By Bill Nichol

A serious challenge for many dogs is what's known as a far-bank retrieve, where the dog has to cross an expanse of water and then hunt on land for a bird that has crawled into vegetation on the opposite shore. This may not seem difficult, but it can be a confusing situation for a retriever.

"If a dog has never been taught to get out of the water for a retrieve, he's not used to getting out on the opposite side," says Mike Stewart, a professional trainer who operates Wildrose Kennels in Oxford, Mississippi. "But don't put a dog out on an opposite bank until he will handle. He needs to stop and cast. Otherwise, he'll learn to be out of control on an opposite bank, and there's not much you can do about it."

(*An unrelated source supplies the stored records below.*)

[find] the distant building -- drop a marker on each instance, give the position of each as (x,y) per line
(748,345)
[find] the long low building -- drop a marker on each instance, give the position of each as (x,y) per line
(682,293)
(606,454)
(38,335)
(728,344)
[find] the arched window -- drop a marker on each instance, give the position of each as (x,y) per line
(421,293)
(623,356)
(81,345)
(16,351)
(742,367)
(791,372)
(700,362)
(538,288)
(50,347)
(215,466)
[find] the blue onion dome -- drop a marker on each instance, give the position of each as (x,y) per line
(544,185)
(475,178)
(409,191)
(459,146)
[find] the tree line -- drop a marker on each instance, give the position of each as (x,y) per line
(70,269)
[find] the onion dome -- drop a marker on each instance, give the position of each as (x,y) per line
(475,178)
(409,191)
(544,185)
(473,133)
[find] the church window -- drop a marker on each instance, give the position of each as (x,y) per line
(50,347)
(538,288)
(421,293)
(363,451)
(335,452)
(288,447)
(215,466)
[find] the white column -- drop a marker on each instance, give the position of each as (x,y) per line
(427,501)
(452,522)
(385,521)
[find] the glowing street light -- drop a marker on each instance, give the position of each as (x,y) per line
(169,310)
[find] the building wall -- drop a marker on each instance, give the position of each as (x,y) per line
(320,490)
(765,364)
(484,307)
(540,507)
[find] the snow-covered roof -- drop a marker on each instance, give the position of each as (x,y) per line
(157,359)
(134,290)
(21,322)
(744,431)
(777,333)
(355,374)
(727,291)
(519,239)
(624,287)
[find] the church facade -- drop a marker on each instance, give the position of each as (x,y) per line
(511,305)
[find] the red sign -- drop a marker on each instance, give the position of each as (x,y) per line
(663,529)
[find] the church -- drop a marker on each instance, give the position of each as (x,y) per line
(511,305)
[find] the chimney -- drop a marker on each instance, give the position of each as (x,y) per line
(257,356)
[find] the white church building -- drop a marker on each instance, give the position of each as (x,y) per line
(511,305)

The primary lesson for a dog to learn here is not all birds are found in the water. For this purpose, Stewart selects a command during training to signal the dog to hunt on the opposite bank. He says a simple command such as "get over" works best. He begins training by putting on his waders, placing a bumper on the far bank, and then wading into the water with the dog at his side. When the water is about nose-deep on the dog (still shallow enough for the dog to get some footing), he sends it to the bumper. Gradually, Stewart progresses to sending the dog from one bank to the other, using large, easy-to-see bumpers placed near the water at first and then progressively farther up the bank. Having an assistant on the opposite bank to toss the bumper can help the dog understand what it needs to do.

"You just want to train the dog so that he handles easily from the opposite bank," Stewart says. "You want to use a long but narrow body of water, such as a slow-moving river, for your work, so that the dog doesn't cut corners."